An appropriate task should have high feasibility, as can be measured by a high participation rate: Are children able to engage in the task, sitting down, and watching the screen? It should likewise have high acceptability, as can be measured by completion rate: Are children able to finish the task—i.e., do they remain seated and focused on the screen for the duration of the task and therefore contribute a complete recording? A successful eye-tracking task should also provide a sufficient amount of usable data. Finally, we evaluated preliminary validity by examining the relationship between parameters derived from MOYSCAT and the standardized measure of morphosyntactic comprehension from the EVALO battery. We varied task length, hypothesizing that a shortened version of the task would maximize feasibility, acceptability, and data usability for further analysis. A valid task to evaluate morphosyntactic abilities in all children should yield data with some variability, and a distribution shape close to that of a normal distribution, i.e., without extreme tail behaviors, approximatively symmetric and without clear ceiling or floor effects.

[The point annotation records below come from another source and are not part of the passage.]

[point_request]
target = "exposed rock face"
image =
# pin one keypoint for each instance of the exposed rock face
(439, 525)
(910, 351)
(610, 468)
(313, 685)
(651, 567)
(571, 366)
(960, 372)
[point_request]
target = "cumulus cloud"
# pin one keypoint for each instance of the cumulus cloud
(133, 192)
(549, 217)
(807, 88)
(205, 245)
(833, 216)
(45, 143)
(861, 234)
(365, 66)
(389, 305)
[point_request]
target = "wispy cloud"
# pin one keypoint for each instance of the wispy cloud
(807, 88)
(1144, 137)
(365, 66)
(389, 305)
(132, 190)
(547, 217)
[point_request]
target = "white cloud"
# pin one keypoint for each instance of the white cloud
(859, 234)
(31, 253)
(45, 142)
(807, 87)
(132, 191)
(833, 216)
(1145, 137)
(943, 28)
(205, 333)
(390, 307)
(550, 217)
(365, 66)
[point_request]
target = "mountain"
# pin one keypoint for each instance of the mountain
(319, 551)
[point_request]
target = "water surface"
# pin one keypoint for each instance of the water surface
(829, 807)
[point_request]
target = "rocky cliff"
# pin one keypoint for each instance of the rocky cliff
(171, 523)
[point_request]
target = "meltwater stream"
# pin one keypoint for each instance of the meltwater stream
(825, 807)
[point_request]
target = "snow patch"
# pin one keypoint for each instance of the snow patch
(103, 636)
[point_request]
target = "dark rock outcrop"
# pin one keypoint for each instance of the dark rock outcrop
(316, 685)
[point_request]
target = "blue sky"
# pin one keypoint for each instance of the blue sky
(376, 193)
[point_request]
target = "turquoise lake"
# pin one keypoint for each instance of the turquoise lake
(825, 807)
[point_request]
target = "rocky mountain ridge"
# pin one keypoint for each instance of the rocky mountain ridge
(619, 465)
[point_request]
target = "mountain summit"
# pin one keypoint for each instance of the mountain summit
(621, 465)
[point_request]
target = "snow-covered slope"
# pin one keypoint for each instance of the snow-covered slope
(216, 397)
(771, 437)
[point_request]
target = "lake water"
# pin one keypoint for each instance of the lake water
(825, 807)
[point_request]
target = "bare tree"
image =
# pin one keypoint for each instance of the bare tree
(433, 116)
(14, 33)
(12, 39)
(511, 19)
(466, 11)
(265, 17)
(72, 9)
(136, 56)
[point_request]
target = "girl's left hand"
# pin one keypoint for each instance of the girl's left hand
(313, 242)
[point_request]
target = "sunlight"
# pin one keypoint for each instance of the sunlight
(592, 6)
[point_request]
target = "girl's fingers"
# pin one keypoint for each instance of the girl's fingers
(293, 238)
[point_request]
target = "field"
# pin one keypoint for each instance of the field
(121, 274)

Regarding chronological age, although typically developing children in this age range already show considerable morphosyntactic comprehension, we expected that performance would increase with increasing age in non-autistic children (e.g., faster orientation to the matching video or increased exploration of the matching video), since older children have faster general processing speed.
The literature shows that while some autistic children display typical morphosyntactic development, many show delayed expressive language, and IPL evidence suggests that comprehension can also be delayed. These considerations led us to expect that young autistic children, as a group, would perform somewhat below non-autistic children in the same age rage, if each of the MOSYCAT parameters is a reliable indicator of morphosyntactic comprehension.
Methods
Ethics
This research was approved by the Comité d'Ethique de la Recherche Tours-Poitiers and the Comité de Protection des Personnes EST 1 (2017/23-ID RCB: 2017-A00756-47; PROSCEA). Children were recruited in nursery schools and kindergartens in Tours, France. Autistic children were from the Centre-Val de Loire region and the child psychiatry department of the Tours University Regional Hospital. Parents and children were informed of their rights and of all aspects of the experimental design; parental consent was obtained in the form of a signed written consent form. Children's agreement was also sought, verbally, when possible, or non-verbally, based on their behavior.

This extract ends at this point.